Well, that's not small...

I think it may be worth splitting some of the file renaming out into a
separate commit, makes it harder to see what changed here.

> +AutoVacLauncherMain(char *startup_data, size_t startup_data_len)
> {
> - pid_t AutoVacPID;
> + sigjmp_buf local_sigjmp_buf;
>
> -#ifdef EXEC_BACKEND
> - switch ((AutoVacPID = avlauncher_forkexec()))
> -#else
> - switch ((AutoVacPID = fork_process()))
> -#endif
> + /* Release postmaster's working memory context */
> + if (PostmasterContext)
> {
> - case -1:
> - ereport(LOG,
> - (errmsg("could not fork autovacuum launcher process: %m")));
> - return 0;
> -
> -#ifndef EXEC_BACKEND
> - case 0:
> - /* in postmaster child ... */
> - InitPostmasterChild();
> -
> - /* Close the postmaster's sockets */
> - ClosePostmasterPorts(false);
> -
> - AutoVacLauncherMain(0, NULL);
> - break;
> -#endif
> - default:
> - return (int) AutoVacPID;
> + MemoryContextDelete(PostmasterContext);
> + PostmasterContext = NULL;
> }
>
> - /* shouldn't get here */
> - return 0;
> -}

This if (PostmasterContext) ... else "shouldn't get here" business seems
pretty silly, more likely to hide problems than to help.

> +/*
> + * Information needed to launch different kinds of child processes.
> + */
> +static const struct
> +{
> + const char *name;
> + void (*main_fn) (char *startup_data, size_t startup_data_len);
> + bool shmem_attach;
> +} entry_kinds[] = {
> + [PMC_BACKEND] = {"backend", BackendMain, true},

Personally I'd give the struct an actual name - makes the debugging experience
a bit nicer than anonymous structs that you can't even reference by a typedef.

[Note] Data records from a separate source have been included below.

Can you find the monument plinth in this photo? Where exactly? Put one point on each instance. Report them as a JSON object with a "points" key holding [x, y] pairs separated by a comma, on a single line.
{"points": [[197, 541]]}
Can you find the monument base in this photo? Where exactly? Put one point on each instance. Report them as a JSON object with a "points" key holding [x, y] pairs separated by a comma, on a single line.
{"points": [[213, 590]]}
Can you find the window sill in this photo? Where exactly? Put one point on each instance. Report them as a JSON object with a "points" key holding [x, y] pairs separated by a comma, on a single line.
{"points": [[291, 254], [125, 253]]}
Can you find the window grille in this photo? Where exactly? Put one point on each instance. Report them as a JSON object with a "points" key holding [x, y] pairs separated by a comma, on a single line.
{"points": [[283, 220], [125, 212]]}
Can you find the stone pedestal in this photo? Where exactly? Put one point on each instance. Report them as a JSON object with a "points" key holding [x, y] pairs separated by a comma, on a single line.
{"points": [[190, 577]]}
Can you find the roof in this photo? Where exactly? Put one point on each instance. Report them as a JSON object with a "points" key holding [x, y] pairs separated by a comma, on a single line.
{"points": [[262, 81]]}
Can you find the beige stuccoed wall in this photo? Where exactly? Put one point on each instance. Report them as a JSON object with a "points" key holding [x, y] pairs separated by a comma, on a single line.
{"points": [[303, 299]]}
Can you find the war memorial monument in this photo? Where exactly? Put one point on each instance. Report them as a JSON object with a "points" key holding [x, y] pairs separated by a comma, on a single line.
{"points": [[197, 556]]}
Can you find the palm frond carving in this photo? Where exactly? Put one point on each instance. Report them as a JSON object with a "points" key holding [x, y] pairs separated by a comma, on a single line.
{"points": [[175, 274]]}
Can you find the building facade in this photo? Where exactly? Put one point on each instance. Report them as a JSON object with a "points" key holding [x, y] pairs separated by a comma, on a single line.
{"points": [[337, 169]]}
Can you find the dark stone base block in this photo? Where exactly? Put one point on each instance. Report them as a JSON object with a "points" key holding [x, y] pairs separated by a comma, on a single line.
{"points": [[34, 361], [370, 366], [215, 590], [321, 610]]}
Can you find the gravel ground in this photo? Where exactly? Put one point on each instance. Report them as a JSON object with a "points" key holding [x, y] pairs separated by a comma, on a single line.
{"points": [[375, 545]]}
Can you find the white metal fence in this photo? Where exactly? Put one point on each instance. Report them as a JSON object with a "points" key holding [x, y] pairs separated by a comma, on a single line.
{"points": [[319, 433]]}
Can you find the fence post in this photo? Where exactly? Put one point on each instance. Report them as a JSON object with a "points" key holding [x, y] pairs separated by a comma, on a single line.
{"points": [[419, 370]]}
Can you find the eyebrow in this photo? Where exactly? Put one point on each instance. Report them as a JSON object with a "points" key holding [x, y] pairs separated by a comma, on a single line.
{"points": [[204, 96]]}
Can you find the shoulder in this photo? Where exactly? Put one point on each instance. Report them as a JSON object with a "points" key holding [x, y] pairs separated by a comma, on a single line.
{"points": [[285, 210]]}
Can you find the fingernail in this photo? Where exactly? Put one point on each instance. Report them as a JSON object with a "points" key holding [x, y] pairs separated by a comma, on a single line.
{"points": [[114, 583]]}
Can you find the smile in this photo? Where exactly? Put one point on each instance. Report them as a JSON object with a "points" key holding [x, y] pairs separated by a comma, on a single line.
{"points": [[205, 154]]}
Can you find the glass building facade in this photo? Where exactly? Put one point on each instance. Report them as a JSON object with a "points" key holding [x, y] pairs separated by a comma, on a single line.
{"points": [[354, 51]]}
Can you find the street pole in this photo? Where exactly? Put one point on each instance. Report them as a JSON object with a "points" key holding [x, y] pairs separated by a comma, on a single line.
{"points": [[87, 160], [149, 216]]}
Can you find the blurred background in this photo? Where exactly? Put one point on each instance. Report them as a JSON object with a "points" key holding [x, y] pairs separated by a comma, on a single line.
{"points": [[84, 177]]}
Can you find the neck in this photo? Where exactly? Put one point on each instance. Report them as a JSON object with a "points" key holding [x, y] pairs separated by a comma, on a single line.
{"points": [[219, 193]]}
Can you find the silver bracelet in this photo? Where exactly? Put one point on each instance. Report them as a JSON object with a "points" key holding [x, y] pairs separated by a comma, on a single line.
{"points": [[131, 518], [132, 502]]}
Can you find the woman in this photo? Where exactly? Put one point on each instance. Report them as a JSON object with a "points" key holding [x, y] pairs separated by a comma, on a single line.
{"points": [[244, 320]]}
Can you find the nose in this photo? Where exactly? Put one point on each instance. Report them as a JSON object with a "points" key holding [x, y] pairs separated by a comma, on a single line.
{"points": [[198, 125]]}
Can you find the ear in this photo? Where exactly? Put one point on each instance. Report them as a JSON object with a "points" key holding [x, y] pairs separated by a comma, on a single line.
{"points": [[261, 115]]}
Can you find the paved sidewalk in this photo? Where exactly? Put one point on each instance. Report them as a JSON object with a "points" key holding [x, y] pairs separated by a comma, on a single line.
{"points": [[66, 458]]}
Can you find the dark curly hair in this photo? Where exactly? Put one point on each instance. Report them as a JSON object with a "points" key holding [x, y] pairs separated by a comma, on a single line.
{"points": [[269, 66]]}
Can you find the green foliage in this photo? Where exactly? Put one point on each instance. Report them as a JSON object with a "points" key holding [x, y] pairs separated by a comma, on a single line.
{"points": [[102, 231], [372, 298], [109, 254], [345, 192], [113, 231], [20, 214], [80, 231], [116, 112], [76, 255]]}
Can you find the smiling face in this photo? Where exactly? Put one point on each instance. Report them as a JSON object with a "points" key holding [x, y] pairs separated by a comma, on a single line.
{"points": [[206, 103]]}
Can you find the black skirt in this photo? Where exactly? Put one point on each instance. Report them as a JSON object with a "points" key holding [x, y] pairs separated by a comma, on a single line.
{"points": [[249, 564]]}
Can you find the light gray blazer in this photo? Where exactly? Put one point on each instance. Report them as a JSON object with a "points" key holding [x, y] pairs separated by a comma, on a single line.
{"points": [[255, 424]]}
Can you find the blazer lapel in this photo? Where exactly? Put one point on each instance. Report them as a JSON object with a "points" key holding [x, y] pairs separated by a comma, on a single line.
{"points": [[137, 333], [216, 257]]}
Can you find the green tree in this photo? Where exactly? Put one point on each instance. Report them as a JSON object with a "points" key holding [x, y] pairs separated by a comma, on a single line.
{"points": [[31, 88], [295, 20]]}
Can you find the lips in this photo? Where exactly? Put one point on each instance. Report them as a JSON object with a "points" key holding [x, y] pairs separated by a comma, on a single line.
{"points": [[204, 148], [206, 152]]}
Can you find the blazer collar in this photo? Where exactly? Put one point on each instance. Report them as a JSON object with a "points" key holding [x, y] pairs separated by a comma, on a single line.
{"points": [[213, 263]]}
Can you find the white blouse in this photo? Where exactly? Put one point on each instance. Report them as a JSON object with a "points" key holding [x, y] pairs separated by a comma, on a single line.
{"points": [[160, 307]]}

> + [PMC_AV_LAUNCHER] = {"autovacuum launcher", AutoVacLauncherMain, true},
> + [PMC_AV_WORKER] = {"autovacuum worker", AutoVacWorkerMain, true},
> + [PMC_BGWORKER] = {"bgworker", BackgroundWorkerMain, true},
> + [PMC_SYSLOGGER] = {"syslogger", SysLoggerMain, false},
> +
> + [PMC_STARTUP] = {"startup", StartupProcessMain, true},
> + [PMC_BGWRITER] = {"bgwriter", BackgroundWriterMain, true},
> + [PMC_ARCHIVER] = {"archiver", PgArchiverMain, true},
> + [PMC_CHECKPOINTER] = {"checkpointer", CheckpointerMain, true},
> + [PMC_WAL_WRITER] = {"wal_writer", WalWriterMain, true},
> + [PMC_WAL_RECEIVER] = {"wal_receiver", WalReceiverMain, true},
> +};

It feels like we have too many different ways of documenting the type of a
process. This new PMC_ stuff, enum AuxProcType, enum BackendType. Which then
leads to code like this:

> -CheckpointerMain(void)
> +CheckpointerMain(char *startup_data, size_t startup_data_len)
> {
> sigjmp_buf local_sigjmp_buf;
> MemoryContext checkpointer_context;
>
> + Assert(startup_data_len == 0);
> +
> + MyAuxProcType = CheckpointerProcess;
> + MyBackendType = B_CHECKPOINTER;
> + AuxiliaryProcessInit();
> +

For each type of child process. That seems a bit too redundant. Can't we
unify this at least somewhat? Can't we just reuse BackendType here? Sure,
there'd be pointless entry for B_INVALID, but that doesn't seem like a
problem, could even be useful, by pointing it to a function raising an error.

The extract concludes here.